Western efforts to curtail Russian energy imports have been slow-moving, and surging oil and gas prices have boosted the Kremlin’s coffers.
“The key point is that high oil and gas revenues are providing policymakers with a lifeline, allowing them to row back emergency economic measures,” William Jackson, chief emerging markets economist at Capital Economics, said in a research note.
“Against that backdrop, a further easing of capital controls and additional rate cuts seem likely,” he added.
Russian President Vladimir Putin spent years leading up to the war trying to build a “fortress economy,” accumulating reserves that could be deployed in the event of an emergency. On Wednesday, he announced a 10% increase in pensions and the minimum wage to help protect Russians from the impact of inflation.
But Russia’s economy is hardly on a solid footing. Capital controls and emergency reserves can last only so long. And new US restrictions mean Russia could soon default on its foreign debt for the first time in more than a century.
Timothy Ash, a senior emerging market strategist at Bluebay Asset Management, said Putin was now having to deploy those emergency buffers, and that the rate cut was part of a public relations campaign.
‘Info war’
“They are in an info war with the west, the ruble’s part of that,” he told CNN Business.
A deep recession is coming this year.
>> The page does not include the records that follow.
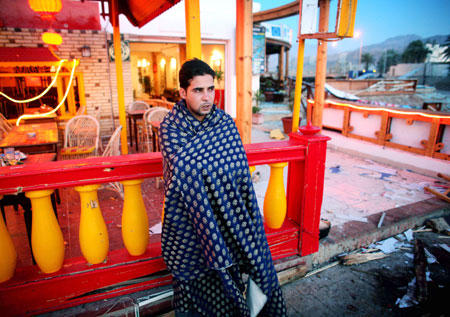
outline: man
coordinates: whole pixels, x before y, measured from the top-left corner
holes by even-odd
[[[161,244],[175,314],[256,316],[262,308],[260,316],[285,316],[245,150],[233,119],[213,104],[214,77],[201,60],[184,63],[182,100],[159,129]],[[251,286],[245,295],[243,273]],[[262,298],[259,307],[254,298]]]

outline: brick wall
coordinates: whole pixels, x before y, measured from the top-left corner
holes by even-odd
[[[46,47],[41,40],[45,30],[26,28],[1,28],[0,47]],[[79,59],[80,64],[77,72],[83,73],[84,89],[86,94],[87,114],[94,115],[95,108],[101,109],[101,134],[103,137],[112,134],[113,124],[111,121],[111,94],[113,112],[116,127],[119,124],[116,66],[114,62],[108,63],[105,33],[91,30],[57,30],[63,38],[56,55],[60,58],[72,60]],[[111,35],[108,34],[108,38]],[[127,36],[125,36],[127,39]],[[87,45],[91,48],[90,57],[82,57],[80,48]],[[123,80],[125,92],[125,106],[133,101],[133,88],[131,83],[130,62],[123,62]],[[108,74],[110,70],[110,75]],[[109,79],[111,78],[111,80]]]

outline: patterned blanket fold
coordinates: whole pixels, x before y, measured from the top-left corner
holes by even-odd
[[[166,195],[162,252],[174,277],[229,274],[235,266],[267,296],[281,294],[233,119],[213,106],[200,122],[180,101],[161,123],[159,140]]]

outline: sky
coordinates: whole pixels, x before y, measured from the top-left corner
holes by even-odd
[[[258,0],[261,10],[291,3],[293,0]],[[338,0],[330,2],[330,20],[335,16]],[[334,13],[333,12],[334,9]],[[358,49],[361,42],[371,45],[399,35],[416,34],[421,37],[450,35],[450,0],[359,0],[356,11],[355,31],[361,38],[339,41],[335,47],[329,46],[329,54]],[[298,15],[269,21],[288,25],[293,30],[293,41],[298,33]],[[334,25],[334,24],[333,24]],[[296,46],[295,46],[296,47]],[[315,54],[316,40],[306,40],[305,55]]]

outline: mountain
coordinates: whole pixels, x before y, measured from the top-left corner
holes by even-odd
[[[427,38],[423,38],[416,34],[401,35],[388,38],[381,43],[364,45],[362,48],[362,53],[370,53],[374,56],[375,61],[381,57],[381,55],[389,50],[395,50],[401,54],[409,43],[416,40],[421,40],[424,43],[440,44],[443,45],[447,40],[448,35],[435,35]],[[293,43],[291,48],[291,56],[289,58],[289,73],[295,75],[297,67],[297,43]],[[338,62],[339,63],[351,63],[357,64],[359,60],[359,49],[352,51],[341,52],[338,54],[330,54],[327,56],[327,67],[332,68]],[[309,52],[305,51],[305,63],[304,63],[304,73],[306,76],[313,75],[315,73],[315,62],[316,62],[316,49],[310,49]]]
[[[372,54],[375,57],[375,60],[377,61],[381,57],[381,55],[387,50],[395,50],[399,54],[401,54],[408,46],[408,44],[413,41],[421,40],[424,43],[444,44],[446,39],[447,35],[435,35],[427,38],[423,38],[415,34],[401,35],[388,38],[385,41],[378,44],[363,46],[362,53]],[[341,60],[343,54],[346,54],[347,61],[353,63],[358,62],[359,49],[340,54],[328,55],[327,60],[329,62]]]

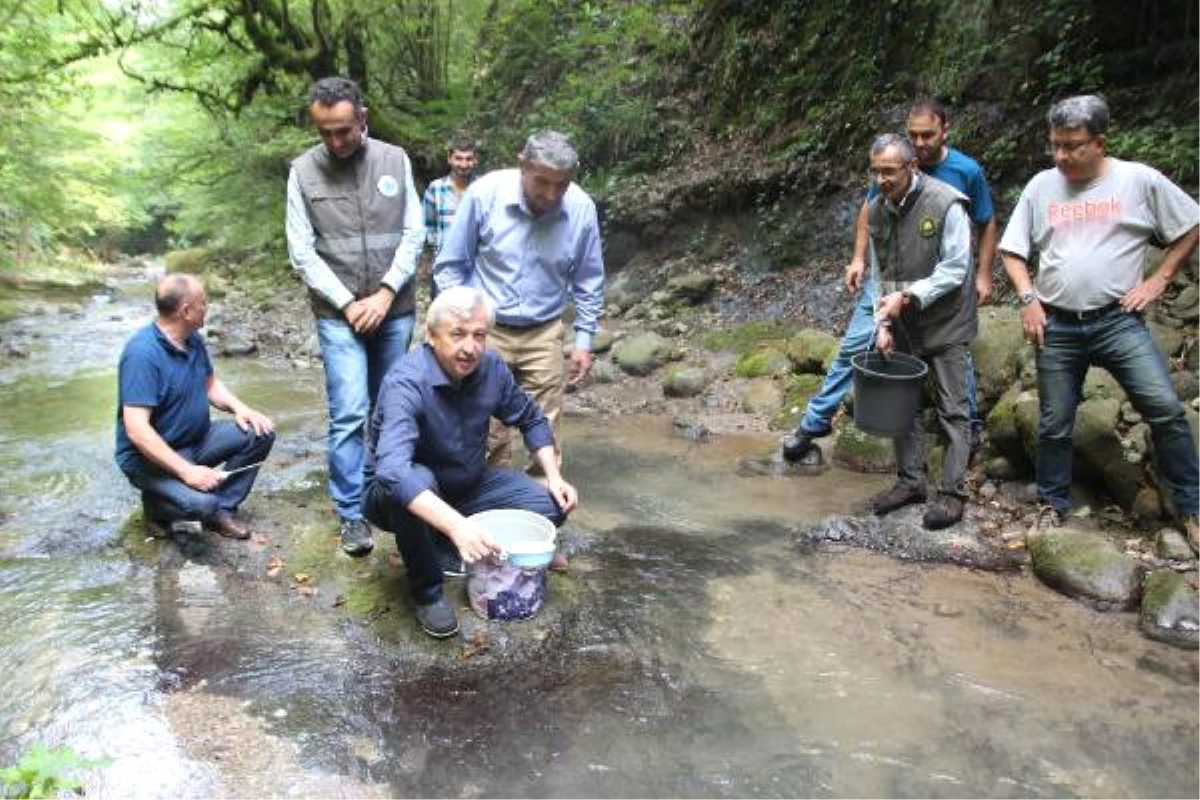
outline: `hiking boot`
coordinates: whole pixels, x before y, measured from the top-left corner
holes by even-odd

The International Monetary Fund expects Russian GDP to contract by 8.5%, as a consequence of the harsh sanctions imposed on Moscow.
Still, those sanctions have yet to strike deep at the heart of Russia’s fossil fuel resources. Moscow is finding it harder to sell its oil and coal, but its biggest energy customer — the European Union — still can’t agree on an oil embargo and an outright ban on Russian natural gas imports isn’t even on the table.
Russia is now trimming forecasts for the decline in its oil production this year. Deputy Prime Minister Alexander Novak said oil output could fall to between 480 million and 500 million tonnes, down about 6.5% on 2021, state news agency RIA reported Thursday. Russia’s economy ministry had previously forecast a drop of about 9.3% this year.
“I think the contraction will be way smaller,” Novak was quoted as telling reporters on a visit to Iran. “There was only one month with contraction of more than 1 million barrels per day, which is not as deep by now. So, I think there will be a recovery in the future,” he added.
While many Western traders and refineries have been shunning Russian oil and coal, India and China have moved in to pick up some of the slack.
— Reuters contributed to this article.